Mobile telephony in Sudan has gone through a period of substantial development and change. The reports highlight that in 2008 the total economic benefit of the mobile industry to the Sudanese economy contributed US$2.4 billion to the Sudanese economy, at the time 4% of GDP, with a possible additional 1% in hidden impact.
In addition, the report draws attention to the fact that as well as providing over 40,000 jobs, the sector can claim to be responsible for a 0.12% growth in GDP for every 1% increase in market penetration. Given also that at the end of 2008 market penetration was still only at 28% or roughly 10 million customers, there is great potential for growth for the sector and for the benefit of the Sudanese economy as a whole. It is worth noting that the penetration rate at the end of 2009 exceeded 42% or 15 million customers. The mobile phone is also an important bridge to the Sudanese Diaspora worldwide with a highly significant, if not precisely calculable, contribution to GDP.

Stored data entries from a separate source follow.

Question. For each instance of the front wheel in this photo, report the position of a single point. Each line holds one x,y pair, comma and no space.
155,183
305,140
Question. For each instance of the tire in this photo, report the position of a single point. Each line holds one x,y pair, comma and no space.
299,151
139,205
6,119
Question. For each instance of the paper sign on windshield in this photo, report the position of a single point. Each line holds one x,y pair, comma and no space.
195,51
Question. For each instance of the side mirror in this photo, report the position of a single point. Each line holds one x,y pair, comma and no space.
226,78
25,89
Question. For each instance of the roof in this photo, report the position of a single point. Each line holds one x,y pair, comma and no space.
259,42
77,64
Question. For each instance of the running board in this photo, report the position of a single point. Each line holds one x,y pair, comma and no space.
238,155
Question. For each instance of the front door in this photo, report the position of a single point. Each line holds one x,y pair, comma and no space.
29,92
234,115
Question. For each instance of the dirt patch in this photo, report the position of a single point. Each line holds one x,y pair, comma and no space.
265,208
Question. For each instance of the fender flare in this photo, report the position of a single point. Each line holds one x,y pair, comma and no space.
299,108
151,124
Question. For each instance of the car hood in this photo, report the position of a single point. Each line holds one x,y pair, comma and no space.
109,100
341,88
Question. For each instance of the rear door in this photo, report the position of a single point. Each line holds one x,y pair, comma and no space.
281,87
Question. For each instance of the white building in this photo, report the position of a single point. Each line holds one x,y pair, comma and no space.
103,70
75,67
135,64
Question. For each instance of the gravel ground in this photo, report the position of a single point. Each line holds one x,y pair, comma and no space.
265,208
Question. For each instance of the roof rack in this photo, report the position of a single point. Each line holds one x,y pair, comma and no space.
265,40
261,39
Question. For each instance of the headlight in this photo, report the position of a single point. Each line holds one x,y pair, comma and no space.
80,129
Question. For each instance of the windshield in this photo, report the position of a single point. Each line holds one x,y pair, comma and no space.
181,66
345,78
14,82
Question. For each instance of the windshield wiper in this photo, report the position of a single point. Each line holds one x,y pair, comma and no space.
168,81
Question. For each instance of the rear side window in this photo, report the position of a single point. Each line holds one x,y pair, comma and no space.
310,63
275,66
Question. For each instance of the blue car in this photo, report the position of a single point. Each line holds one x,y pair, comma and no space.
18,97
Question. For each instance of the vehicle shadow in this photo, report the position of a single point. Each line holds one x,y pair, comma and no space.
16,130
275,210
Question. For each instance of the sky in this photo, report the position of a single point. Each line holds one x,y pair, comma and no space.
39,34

Elaine Weidman-Grunewald, Ericsson’s Vice-President for Sustainability & Corporate Responsibility, said, "Mobile communications has been proven to help in the development and prosperity of societies, especially in developing countries. As part of our commitment to making communications more affordable and accessible for all, we undertook this study together with Zain to quantify the key economic and social impacts that communications is having on the Sudanese society, one of Africa's fastest growing mobile markets. The study finds that mobile communications is greatly aiding the micro-economic activities of traders and entrepreneurs in Sudan, as well as helping families remain in contact across the rural-urban divide of the country."
The main thrust of the report, however, demonstrates how mobile telephony has not only created direct employment within the telecom sector itself but has also had a major impact on Sudanese agriculture, the nation’s largest industry, not least by providing valuable weather updates and warnings, by supporting a mobile marketplace which links produce-buyers to sellers, by providing up- to-date market pricing, and by supporting auctions and bidding.
On a social level, as networks extend beyond the Khartoum region to include South Sudan and even conflict-ridden Darfur, mobile telephony has also allowed families to stay in contact in time of conflict, migration, and large population displacements. It has also been invaluable in supporting health, education, and family, especially in the refugee camps.
The scale of mobile sector investment within total foreign investment is substantial. Deloittes estimates that in 2008 mobile network operators invested over US$108 million in new capital equipment, while foreign ownership of the fixed operators has also driven further inward investment especially on mobile network technology.
The findings also drew praise from Jeffrey D Sachs, the Director of the Earth Institute, and Special Advisor to United Nations Secretary-General Ban Ki-moon. “The report underscores the central fact that mobile telephony offers a remarkable, indeed unique, tool for economic development, and can even reach the poorest of the poor through creative approaches by the providers and users,” said Professor Sachs, who has described mobile telephony as “the single most transformative technology development” of recent times.
A download of the complete report is available from the Zain website.